Goodness, there was the dinner gong! Cynthia pulled in her head just in time to face Nancy at the door. “Mother just came up stairs. Want to come say hello?”

Cynthia sneezed and fumbled in her suitcase for a clean handkerchief. “Just a moment, Nan. I’ve been so busy just looking that I haven’t had time to get washed or combed. Now where did I put those hankies? Pour out the water, will you honey? So I can wash. Oh ... darling Mrs. Brewster!”

Nancy’s mother, as pretty as ever, tanned from sea bathing, seemed hardly older than her daughter. “We’re so glad to have you here, my child. I want to hear all about your covers, and see what you’ve been doing. Nancy tells me you’ve already completed one painting, in Paris—Here’s the dining room, and this is our table.”

There were several painters and two writers among the jolly little crowd at the Hotel Des Poissons. Cynthia got a tremendous thrill out of having these older people, all professional craftsmen of proved ability, regard her with respect and as an artist already “arrived.” Yet she was, after all, also a professional, traveling, actually seeing the world on what she earned with her brush and pencil. When she stopped to think about that, Cynthia always felt like a fairy-tale-princess who has rubbed the magic ring. But generally she was too busy to think about it.
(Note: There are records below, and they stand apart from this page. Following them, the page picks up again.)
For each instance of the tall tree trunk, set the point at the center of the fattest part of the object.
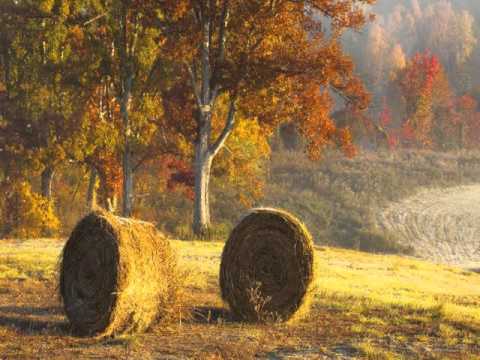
(202, 168)
(127, 182)
(92, 191)
(47, 181)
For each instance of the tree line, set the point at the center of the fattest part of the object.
(113, 85)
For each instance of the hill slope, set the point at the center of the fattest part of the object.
(442, 225)
(365, 306)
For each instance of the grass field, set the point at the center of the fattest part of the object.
(365, 306)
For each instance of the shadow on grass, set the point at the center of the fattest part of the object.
(26, 319)
(211, 315)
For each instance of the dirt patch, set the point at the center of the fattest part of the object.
(441, 225)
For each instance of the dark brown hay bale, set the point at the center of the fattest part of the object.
(267, 267)
(116, 275)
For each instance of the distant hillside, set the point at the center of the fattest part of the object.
(340, 198)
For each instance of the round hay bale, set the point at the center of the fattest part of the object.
(117, 275)
(267, 267)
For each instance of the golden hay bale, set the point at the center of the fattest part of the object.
(117, 275)
(267, 267)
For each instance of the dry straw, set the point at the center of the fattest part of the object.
(267, 267)
(116, 275)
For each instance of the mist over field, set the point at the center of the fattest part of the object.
(231, 179)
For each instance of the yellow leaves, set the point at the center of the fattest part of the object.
(25, 213)
(46, 5)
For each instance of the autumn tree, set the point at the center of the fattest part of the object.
(239, 53)
(39, 106)
(426, 93)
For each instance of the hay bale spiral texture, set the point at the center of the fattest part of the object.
(117, 275)
(267, 267)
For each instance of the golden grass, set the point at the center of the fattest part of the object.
(377, 306)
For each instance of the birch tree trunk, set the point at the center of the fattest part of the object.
(206, 92)
(127, 167)
(92, 191)
(202, 168)
(47, 182)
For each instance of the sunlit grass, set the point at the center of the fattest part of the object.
(376, 296)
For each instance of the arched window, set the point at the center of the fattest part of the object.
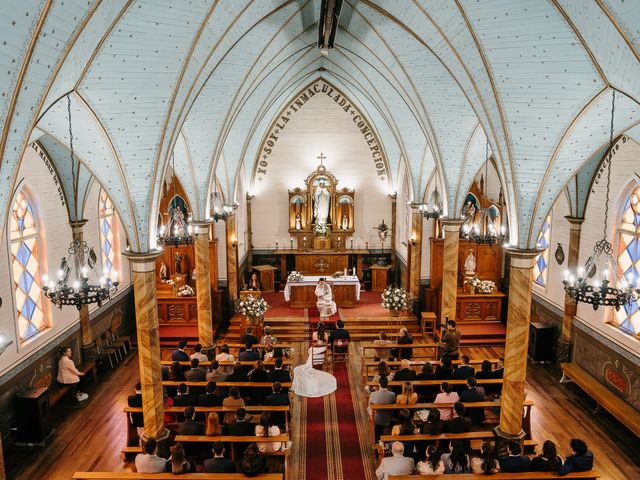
(541, 267)
(628, 317)
(25, 268)
(107, 234)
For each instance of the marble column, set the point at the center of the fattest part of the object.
(415, 252)
(203, 283)
(451, 227)
(232, 257)
(515, 357)
(143, 266)
(570, 307)
(85, 322)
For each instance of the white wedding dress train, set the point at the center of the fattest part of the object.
(309, 382)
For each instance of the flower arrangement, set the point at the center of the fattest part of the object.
(186, 291)
(251, 306)
(395, 298)
(295, 277)
(321, 229)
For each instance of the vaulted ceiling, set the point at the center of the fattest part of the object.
(436, 79)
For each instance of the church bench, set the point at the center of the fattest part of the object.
(526, 418)
(510, 476)
(621, 410)
(430, 346)
(170, 476)
(59, 390)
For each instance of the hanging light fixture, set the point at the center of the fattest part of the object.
(473, 233)
(583, 285)
(177, 231)
(77, 290)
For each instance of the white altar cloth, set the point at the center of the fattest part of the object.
(314, 279)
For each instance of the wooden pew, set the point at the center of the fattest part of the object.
(170, 476)
(625, 413)
(430, 346)
(242, 439)
(526, 419)
(504, 476)
(369, 367)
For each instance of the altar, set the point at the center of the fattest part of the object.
(346, 291)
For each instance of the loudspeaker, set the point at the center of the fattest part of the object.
(33, 416)
(541, 342)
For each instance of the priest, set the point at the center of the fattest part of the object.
(326, 305)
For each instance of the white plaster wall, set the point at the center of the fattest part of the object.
(626, 161)
(54, 241)
(320, 126)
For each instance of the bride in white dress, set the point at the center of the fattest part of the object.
(309, 382)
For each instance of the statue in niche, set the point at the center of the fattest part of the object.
(163, 272)
(321, 203)
(470, 264)
(178, 263)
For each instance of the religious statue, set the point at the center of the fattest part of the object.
(469, 216)
(163, 272)
(326, 305)
(321, 202)
(470, 264)
(178, 263)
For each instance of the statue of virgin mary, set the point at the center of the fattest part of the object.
(321, 203)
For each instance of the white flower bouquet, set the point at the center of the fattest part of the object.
(295, 277)
(395, 298)
(251, 306)
(186, 291)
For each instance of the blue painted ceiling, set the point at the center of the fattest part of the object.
(205, 79)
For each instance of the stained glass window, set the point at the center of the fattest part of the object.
(541, 267)
(107, 234)
(25, 265)
(628, 317)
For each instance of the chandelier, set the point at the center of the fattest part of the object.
(584, 285)
(220, 211)
(433, 209)
(82, 260)
(472, 232)
(177, 231)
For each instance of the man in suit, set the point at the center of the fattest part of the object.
(382, 418)
(515, 462)
(219, 464)
(248, 355)
(191, 426)
(459, 423)
(474, 393)
(249, 338)
(136, 401)
(398, 464)
(216, 374)
(278, 374)
(180, 355)
(464, 370)
(210, 397)
(184, 398)
(406, 373)
(277, 398)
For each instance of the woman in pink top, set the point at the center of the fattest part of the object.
(446, 396)
(68, 374)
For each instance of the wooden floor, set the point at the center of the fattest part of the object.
(91, 437)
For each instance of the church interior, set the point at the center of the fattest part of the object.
(338, 223)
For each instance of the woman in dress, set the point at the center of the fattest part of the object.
(309, 382)
(68, 374)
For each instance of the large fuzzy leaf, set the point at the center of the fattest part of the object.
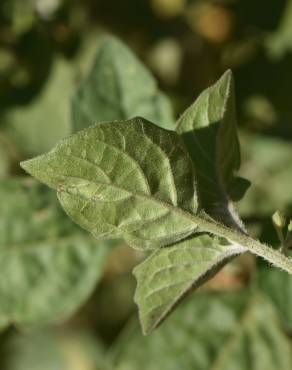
(129, 179)
(208, 128)
(48, 267)
(169, 274)
(119, 87)
(211, 331)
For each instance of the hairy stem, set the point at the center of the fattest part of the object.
(248, 243)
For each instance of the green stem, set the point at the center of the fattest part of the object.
(245, 241)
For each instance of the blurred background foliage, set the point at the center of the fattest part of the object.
(242, 319)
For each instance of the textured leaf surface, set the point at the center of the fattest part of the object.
(165, 277)
(129, 179)
(208, 128)
(119, 87)
(210, 332)
(48, 267)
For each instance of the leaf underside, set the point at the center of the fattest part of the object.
(169, 274)
(130, 179)
(208, 128)
(119, 87)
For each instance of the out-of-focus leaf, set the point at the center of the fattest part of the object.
(68, 350)
(119, 87)
(40, 125)
(280, 42)
(169, 274)
(4, 160)
(208, 128)
(278, 286)
(222, 332)
(268, 162)
(127, 179)
(48, 267)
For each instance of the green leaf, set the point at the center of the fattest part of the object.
(208, 128)
(48, 266)
(119, 87)
(278, 287)
(48, 350)
(169, 274)
(129, 179)
(268, 161)
(37, 127)
(211, 331)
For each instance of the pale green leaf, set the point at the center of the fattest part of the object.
(49, 350)
(48, 266)
(210, 332)
(208, 128)
(119, 87)
(169, 274)
(128, 179)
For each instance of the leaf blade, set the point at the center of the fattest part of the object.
(119, 87)
(129, 178)
(171, 273)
The next morning Nancy took her to explore the little town, not a long tour, for there were not six streets in the whole place. The ancient sturdy houses, facing the sea for half a dozen centuries seemed to grow from the very rock on which they were built. Below the hotel one crossed a bridge, at high water, or walked on a raised path across the sands, at low tide, to a long sandy beach bordered with dunes and tall waving grasses, very white and flat and clean.

Cynthia surveyed the clear stretch of deserted sand, and Nancy’s brief little bathing suit with a longing eye. “I won’t go swimming for a day or two, I guess,” she decided. “This cold doesn’t seem to get any better and I’d rather not risk it.” She wondered if she were being old-maid fussy about herself.